The complaint, filed in D.C. federal court, alleges that members of the firm began to shut the plaintiff out once she began complaining about her pay disparity, and that their hostile treatment “took a psychological and physiological toll” on her, causing her to suffer from severe hypertension, extreme anxiety, a heart-valve condition, esophagitis, and insomnia that in one instance landed her in the hospital.
Proskauer said in a firm statement that the plaintiff did not complain about her compensation until “just a few months ago,” when it claims her business began to decline. “Instead of seeking to rebuild her practice, she sought to squeeze a massive payout from our firm in exchange for her rapid departure and an agreement not to weaponize her blatantly inaccurate charges,” the firm said. “This action resulted only when we refused to capitulate to such questionable tactics.”
“The plaintiff remains one of the firm’s top originating and top earning partners nationwide,” Sanford told Big Law Business.

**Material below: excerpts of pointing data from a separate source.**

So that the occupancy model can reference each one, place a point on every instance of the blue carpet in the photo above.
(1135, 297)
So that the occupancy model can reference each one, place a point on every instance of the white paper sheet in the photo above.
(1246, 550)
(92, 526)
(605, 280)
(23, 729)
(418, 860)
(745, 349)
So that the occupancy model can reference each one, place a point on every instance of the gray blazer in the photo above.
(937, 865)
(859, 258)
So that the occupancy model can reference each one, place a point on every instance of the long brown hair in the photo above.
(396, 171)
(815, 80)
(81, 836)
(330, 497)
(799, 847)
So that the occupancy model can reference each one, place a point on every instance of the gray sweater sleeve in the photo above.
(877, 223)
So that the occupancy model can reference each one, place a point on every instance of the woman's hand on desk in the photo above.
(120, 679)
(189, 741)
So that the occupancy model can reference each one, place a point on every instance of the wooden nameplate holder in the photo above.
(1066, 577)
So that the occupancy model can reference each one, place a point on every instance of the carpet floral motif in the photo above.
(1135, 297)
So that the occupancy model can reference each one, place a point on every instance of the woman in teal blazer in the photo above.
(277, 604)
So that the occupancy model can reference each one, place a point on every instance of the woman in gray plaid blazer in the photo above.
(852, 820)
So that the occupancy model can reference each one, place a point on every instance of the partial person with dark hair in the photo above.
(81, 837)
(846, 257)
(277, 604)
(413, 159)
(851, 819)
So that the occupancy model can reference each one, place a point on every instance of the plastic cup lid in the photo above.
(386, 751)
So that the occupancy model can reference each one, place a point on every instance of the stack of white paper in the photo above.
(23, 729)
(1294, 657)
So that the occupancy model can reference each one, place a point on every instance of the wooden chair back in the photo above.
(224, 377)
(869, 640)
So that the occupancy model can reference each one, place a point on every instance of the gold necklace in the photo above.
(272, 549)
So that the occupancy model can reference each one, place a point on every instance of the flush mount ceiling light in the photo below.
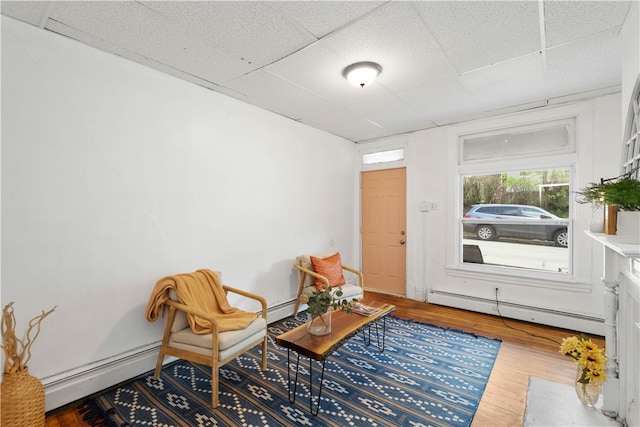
(362, 74)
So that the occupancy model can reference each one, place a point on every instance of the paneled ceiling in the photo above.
(443, 62)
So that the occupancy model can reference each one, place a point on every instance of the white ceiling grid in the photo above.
(443, 61)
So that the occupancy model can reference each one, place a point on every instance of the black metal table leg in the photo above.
(367, 334)
(315, 413)
(292, 396)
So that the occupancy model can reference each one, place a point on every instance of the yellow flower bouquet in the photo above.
(589, 357)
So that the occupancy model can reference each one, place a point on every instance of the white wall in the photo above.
(115, 175)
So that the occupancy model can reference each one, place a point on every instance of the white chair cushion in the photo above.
(225, 339)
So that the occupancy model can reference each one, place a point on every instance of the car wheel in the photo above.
(485, 232)
(561, 238)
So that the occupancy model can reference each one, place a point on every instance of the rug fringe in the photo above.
(94, 415)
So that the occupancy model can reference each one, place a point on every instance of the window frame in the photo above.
(544, 161)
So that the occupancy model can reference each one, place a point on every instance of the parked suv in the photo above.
(533, 227)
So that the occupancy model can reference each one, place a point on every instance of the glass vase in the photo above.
(587, 393)
(320, 325)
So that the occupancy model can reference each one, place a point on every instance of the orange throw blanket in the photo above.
(203, 291)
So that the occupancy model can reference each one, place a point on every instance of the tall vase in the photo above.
(320, 325)
(587, 393)
(22, 400)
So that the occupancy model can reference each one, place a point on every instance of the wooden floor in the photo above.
(527, 350)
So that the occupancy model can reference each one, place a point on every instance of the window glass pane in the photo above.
(517, 219)
(383, 156)
(551, 139)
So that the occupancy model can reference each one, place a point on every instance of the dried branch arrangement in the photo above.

Proskauer is being represented in the Jane Doe litigation by Kathleen McKenna, a partner in the firm’s New York office who is also representing Chadbourne & Parke in the collective action suit.
Sanford compared Proskauer’s statement in the Jane Doe case to statements its attorneys have made in defense of Chadbourne.

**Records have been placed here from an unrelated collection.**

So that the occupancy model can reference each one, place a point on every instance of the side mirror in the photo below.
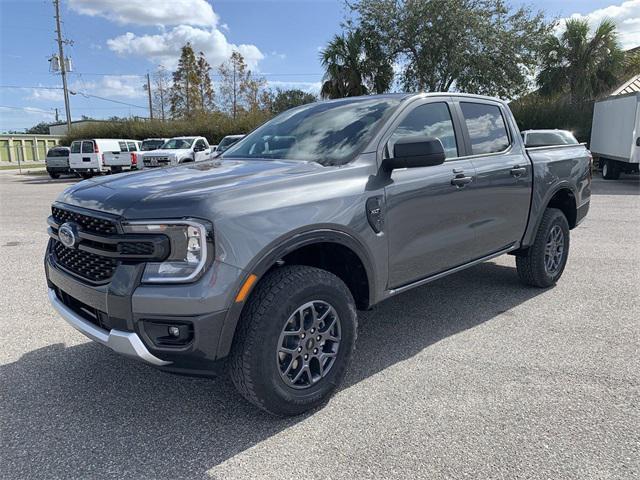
(411, 152)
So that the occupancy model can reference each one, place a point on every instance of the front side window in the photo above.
(487, 130)
(431, 120)
(178, 144)
(330, 133)
(87, 147)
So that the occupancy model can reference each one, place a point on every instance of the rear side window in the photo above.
(87, 147)
(432, 120)
(487, 130)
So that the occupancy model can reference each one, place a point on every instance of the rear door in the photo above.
(427, 214)
(75, 156)
(89, 157)
(502, 188)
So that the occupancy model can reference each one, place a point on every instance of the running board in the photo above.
(404, 288)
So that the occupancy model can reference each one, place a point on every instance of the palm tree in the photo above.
(579, 66)
(354, 66)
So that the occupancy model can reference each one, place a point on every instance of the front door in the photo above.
(428, 208)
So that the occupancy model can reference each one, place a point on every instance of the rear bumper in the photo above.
(125, 343)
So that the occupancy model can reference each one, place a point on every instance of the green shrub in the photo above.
(213, 126)
(535, 111)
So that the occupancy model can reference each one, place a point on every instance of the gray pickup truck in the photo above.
(257, 261)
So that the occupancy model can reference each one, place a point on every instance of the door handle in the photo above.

“The lawyers at Proskauer who have defended Chadbourne against charges of gender discrimination with hyperbolic Trumpisms now attempt to do the same in defending Proskauer against similar gender discrimination charges,” he told Big Law Business. “Proskauer’s misguided defense tactics will be equally counter-productive here.”

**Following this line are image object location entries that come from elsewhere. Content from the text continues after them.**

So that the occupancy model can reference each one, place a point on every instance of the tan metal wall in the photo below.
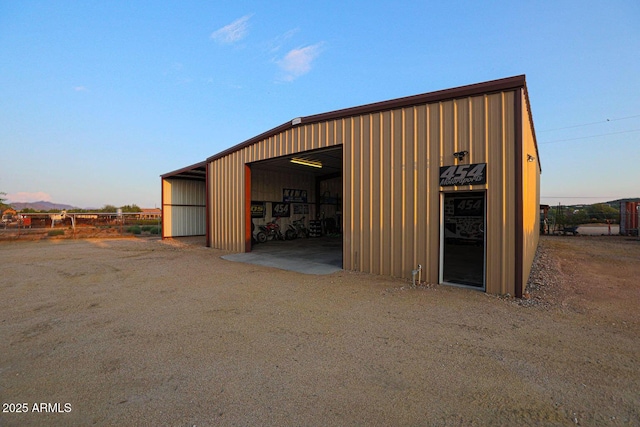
(391, 191)
(183, 207)
(227, 178)
(530, 191)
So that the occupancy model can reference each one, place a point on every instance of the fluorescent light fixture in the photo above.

Sanford is also lead counsel for a partner currently suing Sedgwick for alleged gender discrimination. Sedgwick denies those claims. He previously squared off against Proskauer in a 2011 case brought by the firm’s former CFO Elly Rosenthal. That suit, which alleged Rosenthal was demoted and then fired after returning to work from medical leave, settled in 2013. Proskauer denied her claims.
Sanford said his firm currently represents “a lot” of women in the United States in gender discrimination cases against Big Law firms. “Many of those cases are in pre-suit negotiations and mediations,” he told Big Law Business. “If we’re successful, we won’t file, and if we’re unsuccessful, we’ll file. And there are many more to come. I anticipate more will become public.”